CAPÍTULO XV. EN SAN LUIS POTOSÍ PARTE 1. A LA CAMA CON PEDRO
Si Pedro hubiera ido a buscarme el lunes a la fonda, quién sabe que hubiera sucedido, pero no lo hizo. Tampoco fue el martes. Fue hasta el viernes. Me dio gusto verlo llegar y sentarse a la mesa. Me acerqué y lo saludé:
—¡Buenas noches, Pedro! ¿Cómo has estado?
—Bien. ¿Y tú? —me respondió, con sonrisa triste.
Me hubiera gustado decirle que me sentía sola sin su compañía, pero no lo consideré prudente. Solo le dije:
—Gracias a Dios bien. Con mucho trabajo.
—¿No has cambiado de opinión? —me preguntó tímidamente.
No resistí el impulso de acomodarle el pelo, mientras le respondía:
—No, Pedro. Lo siento.
—Ni modo —me dijo—. Tenía la esperanza de que…
Se interrumpió y se quedó callado, mirando al suelo.
—Te ofrezco de cenar —le dije.
Volteó y me miró. Sonrió triste, pero respondió:
—Sí. Me gustaría mucho.
Le serví de cenar lo mejor que había. Me dio gusto darme cuenta que mi negativa a casarme no le había quitado el hambre. Me senté un rato con él y le pregunté por sus alumnos. La cara se le iluminó cuando me empezó a platicar de ellos y del concurso de lectura de rapidez que estaba organizando. Al terminar de cenar me preguntó si me encaminaba a mi casa. Yo le dije que ya era tarde, que se fuera a la suya, porque al día siguiente tendría cosas que hacer.
A la semana siguiente volvió a ir. Llevaba una pieza de tela blanca en una bolsa. Cuando regresé con su cena lo encontré tratando de cortar un cuadrado de tela con unas tijeras. Le pregunté para qué era y me dijo que para que sus alumnas hicieran una servilleta de tela para regalar a sus mamás el diez de mayo.

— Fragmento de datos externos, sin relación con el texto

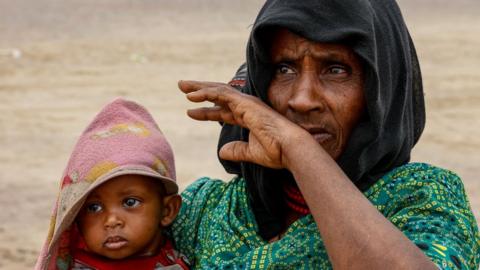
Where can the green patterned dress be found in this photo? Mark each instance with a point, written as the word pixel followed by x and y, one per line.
pixel 216 229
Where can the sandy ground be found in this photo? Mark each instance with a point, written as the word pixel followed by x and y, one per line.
pixel 60 61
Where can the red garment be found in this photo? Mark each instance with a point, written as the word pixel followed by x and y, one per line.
pixel 167 256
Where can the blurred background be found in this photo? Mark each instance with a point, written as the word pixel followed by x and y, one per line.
pixel 61 61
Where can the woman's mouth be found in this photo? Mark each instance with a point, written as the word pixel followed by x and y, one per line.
pixel 321 135
pixel 115 242
pixel 321 138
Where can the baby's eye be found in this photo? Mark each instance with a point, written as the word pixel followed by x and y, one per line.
pixel 94 207
pixel 284 69
pixel 131 202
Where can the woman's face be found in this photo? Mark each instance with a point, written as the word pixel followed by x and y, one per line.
pixel 318 86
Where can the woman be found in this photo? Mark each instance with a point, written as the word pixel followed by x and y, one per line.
pixel 320 140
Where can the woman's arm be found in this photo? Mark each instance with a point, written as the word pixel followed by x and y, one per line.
pixel 355 234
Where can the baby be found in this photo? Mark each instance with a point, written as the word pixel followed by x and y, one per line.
pixel 117 195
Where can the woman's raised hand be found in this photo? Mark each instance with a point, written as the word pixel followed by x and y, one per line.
pixel 269 134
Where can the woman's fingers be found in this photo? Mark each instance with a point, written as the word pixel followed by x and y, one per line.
pixel 216 113
pixel 192 86
pixel 235 151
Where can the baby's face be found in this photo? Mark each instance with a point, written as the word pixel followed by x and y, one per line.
pixel 123 217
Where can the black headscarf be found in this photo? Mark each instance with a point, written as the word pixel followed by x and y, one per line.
pixel 395 118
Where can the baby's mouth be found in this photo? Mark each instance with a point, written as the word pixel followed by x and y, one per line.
pixel 115 242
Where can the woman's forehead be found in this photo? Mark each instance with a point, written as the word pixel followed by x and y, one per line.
pixel 288 46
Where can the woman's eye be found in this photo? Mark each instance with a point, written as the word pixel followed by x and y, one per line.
pixel 94 207
pixel 338 70
pixel 131 202
pixel 284 69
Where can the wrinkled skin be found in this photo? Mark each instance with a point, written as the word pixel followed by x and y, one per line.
pixel 319 87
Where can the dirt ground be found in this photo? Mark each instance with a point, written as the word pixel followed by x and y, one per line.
pixel 61 61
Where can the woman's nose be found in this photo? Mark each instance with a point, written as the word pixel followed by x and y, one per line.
pixel 113 220
pixel 307 94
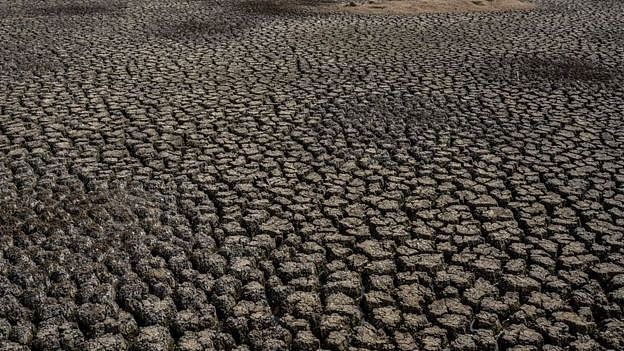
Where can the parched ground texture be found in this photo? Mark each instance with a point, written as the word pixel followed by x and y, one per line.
pixel 250 175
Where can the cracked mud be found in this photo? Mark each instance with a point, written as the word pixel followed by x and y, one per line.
pixel 251 175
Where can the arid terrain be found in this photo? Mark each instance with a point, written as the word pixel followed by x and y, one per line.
pixel 295 175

—Presta acá. Yo te ayudo mientras tú cenas —le dije.
Era de esas telas que se cortan fácilmente con la mano, y en un dos por tres le corté la docena y media que necesitaba.
—¡Listo! —le dije—. Nada más les pides a tus alumnas que la bastillen, para que no se les deshilache.

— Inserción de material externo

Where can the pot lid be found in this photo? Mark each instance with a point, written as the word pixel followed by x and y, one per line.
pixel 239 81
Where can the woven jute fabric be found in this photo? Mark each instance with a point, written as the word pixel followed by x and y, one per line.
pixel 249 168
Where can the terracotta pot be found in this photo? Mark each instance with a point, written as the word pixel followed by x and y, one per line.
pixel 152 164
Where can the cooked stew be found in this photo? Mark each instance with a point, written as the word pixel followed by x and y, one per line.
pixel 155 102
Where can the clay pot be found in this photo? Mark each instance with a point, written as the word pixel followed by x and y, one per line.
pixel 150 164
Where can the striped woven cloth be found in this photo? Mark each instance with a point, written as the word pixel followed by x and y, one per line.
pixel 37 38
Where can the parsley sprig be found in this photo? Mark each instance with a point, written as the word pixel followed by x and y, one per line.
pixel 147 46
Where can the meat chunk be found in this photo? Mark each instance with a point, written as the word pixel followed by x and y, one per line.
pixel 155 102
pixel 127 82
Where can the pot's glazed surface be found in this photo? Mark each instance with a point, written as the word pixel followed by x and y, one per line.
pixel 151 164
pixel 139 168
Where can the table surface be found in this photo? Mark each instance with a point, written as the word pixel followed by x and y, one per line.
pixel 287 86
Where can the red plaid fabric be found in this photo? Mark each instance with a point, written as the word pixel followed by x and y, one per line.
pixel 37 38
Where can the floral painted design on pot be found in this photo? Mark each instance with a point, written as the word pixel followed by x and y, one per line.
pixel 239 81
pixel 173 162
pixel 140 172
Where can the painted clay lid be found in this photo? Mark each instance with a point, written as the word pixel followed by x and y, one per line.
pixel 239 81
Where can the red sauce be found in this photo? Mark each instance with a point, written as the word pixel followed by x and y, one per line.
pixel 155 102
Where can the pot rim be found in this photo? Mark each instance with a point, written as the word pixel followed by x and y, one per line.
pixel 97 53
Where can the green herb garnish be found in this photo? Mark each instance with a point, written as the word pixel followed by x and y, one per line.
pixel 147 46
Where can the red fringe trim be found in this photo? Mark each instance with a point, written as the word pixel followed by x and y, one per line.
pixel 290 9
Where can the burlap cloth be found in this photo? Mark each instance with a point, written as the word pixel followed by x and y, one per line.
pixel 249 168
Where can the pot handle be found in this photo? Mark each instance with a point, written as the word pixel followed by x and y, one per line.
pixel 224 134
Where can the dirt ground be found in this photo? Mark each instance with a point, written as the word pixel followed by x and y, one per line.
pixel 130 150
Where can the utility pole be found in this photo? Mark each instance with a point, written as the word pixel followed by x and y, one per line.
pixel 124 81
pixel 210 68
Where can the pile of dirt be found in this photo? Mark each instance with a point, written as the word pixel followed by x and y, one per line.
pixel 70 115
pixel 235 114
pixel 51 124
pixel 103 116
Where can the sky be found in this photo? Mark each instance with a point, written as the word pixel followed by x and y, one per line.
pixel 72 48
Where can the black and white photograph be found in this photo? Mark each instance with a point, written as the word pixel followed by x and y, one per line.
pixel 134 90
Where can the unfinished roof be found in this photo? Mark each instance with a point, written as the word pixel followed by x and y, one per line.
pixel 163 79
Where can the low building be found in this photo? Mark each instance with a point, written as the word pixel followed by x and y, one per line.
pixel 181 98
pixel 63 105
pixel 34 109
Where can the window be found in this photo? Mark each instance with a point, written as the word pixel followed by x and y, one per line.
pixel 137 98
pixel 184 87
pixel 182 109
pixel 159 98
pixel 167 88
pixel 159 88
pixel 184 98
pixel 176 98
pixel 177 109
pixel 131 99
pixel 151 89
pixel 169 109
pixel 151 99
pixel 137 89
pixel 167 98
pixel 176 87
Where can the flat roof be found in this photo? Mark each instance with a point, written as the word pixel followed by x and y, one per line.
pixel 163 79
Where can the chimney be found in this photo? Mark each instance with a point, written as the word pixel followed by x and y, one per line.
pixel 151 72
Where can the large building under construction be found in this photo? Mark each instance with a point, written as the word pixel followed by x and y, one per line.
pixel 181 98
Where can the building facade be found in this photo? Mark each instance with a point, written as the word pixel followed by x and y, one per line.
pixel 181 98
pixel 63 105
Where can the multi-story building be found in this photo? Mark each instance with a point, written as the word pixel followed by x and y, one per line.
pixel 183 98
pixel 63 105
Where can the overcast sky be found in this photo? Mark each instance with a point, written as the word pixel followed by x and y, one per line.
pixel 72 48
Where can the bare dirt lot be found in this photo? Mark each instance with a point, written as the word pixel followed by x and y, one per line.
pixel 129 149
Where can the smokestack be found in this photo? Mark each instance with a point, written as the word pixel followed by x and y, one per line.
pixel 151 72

—Qué hábil eres para eso… ¿Cómo crees que la puedan adornar? —me preguntó tímidamente.
—¿No habías pensado en eso? —le pregunté.
—No —me contestó, con cara de niño regañado—. No se me ocurre nada y no conozco a ninguna mujer a quién preguntarle.

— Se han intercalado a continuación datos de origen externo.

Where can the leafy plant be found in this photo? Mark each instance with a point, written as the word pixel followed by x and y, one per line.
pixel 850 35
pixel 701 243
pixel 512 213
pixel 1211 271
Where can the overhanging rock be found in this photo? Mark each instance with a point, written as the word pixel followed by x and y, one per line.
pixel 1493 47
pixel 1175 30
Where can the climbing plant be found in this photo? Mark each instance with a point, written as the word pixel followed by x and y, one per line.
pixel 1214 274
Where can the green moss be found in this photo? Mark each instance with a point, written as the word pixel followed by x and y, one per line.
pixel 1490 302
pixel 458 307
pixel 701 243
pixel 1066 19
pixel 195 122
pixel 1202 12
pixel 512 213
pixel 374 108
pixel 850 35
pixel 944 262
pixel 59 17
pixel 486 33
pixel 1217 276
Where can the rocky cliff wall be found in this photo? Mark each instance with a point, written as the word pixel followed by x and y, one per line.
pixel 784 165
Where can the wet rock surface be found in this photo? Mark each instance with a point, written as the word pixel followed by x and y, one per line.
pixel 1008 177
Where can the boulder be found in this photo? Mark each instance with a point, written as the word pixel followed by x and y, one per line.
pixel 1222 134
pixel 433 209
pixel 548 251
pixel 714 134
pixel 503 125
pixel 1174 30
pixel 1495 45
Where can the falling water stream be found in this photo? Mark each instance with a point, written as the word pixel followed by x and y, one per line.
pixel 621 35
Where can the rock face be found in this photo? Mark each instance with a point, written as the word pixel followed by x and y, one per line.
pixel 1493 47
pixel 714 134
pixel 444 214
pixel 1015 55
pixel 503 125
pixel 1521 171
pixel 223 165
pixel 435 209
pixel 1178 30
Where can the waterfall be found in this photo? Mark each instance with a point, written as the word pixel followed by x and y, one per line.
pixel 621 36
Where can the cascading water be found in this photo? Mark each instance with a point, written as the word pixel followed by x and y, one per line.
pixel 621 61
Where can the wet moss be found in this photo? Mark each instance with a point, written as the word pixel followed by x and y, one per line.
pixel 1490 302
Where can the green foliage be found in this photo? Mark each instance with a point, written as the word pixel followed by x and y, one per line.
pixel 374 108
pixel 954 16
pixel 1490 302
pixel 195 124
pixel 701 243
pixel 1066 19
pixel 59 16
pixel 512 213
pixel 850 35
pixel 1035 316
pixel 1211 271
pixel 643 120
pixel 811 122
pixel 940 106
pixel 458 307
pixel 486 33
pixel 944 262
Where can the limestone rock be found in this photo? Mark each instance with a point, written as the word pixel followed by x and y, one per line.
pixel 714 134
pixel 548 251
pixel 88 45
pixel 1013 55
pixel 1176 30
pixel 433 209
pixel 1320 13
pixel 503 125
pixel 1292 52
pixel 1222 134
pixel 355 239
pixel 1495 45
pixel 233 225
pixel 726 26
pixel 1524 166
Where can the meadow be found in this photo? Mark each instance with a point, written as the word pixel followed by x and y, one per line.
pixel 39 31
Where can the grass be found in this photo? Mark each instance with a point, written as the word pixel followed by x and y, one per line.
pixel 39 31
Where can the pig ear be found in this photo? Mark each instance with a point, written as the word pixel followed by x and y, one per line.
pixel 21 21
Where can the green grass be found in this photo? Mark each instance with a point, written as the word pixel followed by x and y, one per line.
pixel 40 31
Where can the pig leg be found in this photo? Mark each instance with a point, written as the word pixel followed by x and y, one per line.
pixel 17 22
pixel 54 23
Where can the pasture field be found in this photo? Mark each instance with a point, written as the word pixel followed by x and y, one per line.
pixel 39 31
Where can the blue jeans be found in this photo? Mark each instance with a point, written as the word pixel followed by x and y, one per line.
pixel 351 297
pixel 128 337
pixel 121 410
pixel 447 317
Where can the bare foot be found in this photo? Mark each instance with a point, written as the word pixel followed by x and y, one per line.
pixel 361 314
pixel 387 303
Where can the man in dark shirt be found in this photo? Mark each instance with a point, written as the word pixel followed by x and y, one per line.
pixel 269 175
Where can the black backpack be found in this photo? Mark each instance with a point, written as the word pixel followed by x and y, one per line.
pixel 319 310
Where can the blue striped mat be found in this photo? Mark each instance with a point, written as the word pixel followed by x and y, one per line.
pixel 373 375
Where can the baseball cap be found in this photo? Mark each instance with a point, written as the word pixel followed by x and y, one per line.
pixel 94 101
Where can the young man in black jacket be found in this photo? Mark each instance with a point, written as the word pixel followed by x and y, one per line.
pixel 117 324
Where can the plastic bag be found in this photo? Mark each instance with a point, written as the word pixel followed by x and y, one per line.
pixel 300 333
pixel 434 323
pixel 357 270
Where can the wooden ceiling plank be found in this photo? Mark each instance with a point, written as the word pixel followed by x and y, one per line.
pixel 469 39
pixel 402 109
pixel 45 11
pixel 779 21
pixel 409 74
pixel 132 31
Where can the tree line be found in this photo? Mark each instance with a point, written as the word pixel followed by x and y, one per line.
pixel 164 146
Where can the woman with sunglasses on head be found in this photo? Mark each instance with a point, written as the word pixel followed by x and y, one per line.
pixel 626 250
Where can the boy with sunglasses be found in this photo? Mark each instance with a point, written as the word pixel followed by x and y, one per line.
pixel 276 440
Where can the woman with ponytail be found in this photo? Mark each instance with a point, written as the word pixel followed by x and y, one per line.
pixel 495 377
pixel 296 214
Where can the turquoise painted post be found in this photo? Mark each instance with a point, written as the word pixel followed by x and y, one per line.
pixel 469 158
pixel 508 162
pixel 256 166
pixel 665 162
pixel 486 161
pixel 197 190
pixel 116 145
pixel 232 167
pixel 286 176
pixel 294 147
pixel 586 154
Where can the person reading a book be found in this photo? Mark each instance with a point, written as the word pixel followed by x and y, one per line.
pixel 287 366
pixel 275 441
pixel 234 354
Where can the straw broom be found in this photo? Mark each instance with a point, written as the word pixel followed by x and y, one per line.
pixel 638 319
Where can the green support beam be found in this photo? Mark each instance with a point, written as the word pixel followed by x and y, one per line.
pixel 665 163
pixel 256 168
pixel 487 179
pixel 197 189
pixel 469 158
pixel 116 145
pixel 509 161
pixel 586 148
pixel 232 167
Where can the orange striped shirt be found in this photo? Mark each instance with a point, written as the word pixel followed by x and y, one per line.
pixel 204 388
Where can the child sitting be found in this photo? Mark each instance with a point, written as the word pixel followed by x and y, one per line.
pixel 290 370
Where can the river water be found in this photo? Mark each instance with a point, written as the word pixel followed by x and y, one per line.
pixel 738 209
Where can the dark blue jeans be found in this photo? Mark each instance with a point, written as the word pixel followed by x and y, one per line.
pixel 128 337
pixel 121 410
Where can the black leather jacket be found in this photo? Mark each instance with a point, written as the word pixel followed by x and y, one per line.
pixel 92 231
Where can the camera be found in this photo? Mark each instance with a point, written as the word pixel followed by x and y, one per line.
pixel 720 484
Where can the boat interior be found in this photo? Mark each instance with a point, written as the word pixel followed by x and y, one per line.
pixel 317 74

—No te preocupes —le dije, mientras le acomodaba el cabello—. Me voy a llevar una servilleta y luego te la traigo terminada para que la veas.
Dos o tres días después llegó a cenar y le mostré la servilleta terminada. Fabi me la bastilleó con su máquina de coser; yo recorté un corazón de tela y lo cosí a la servilleta con punto de cruz. También recorté y cosí las letras que decían “PEDRO”. Se lo di junto con una bolsa de retazos de tela que me dio Fabi; le dije que eran para que las niñas recortaran un corazón y las letras de la palabra “MAMÁ”. Cuando vio la servilleta con el corazón y su nombre me preguntó:
—¿Tú me quieres, Regina?
Yo le contesté con toda sinceridad, mientras le acomodaba el pelo rebelde.
—¡Claro que te quiero, Pedro! Y mucho. Pero por eso mismo no me caso contigo, porque no te quiero echar a perder la vida.
Pedro continuó yendo a visitarme y a cenar, o a cenar y visitarme, regularmente, y me daba mucho gusto verlo. Siempre lo recibía o lo despedía acomodándole el pelo. Me dije a mí misma que, si para diciembre no me casaba, me metería a la cama con él.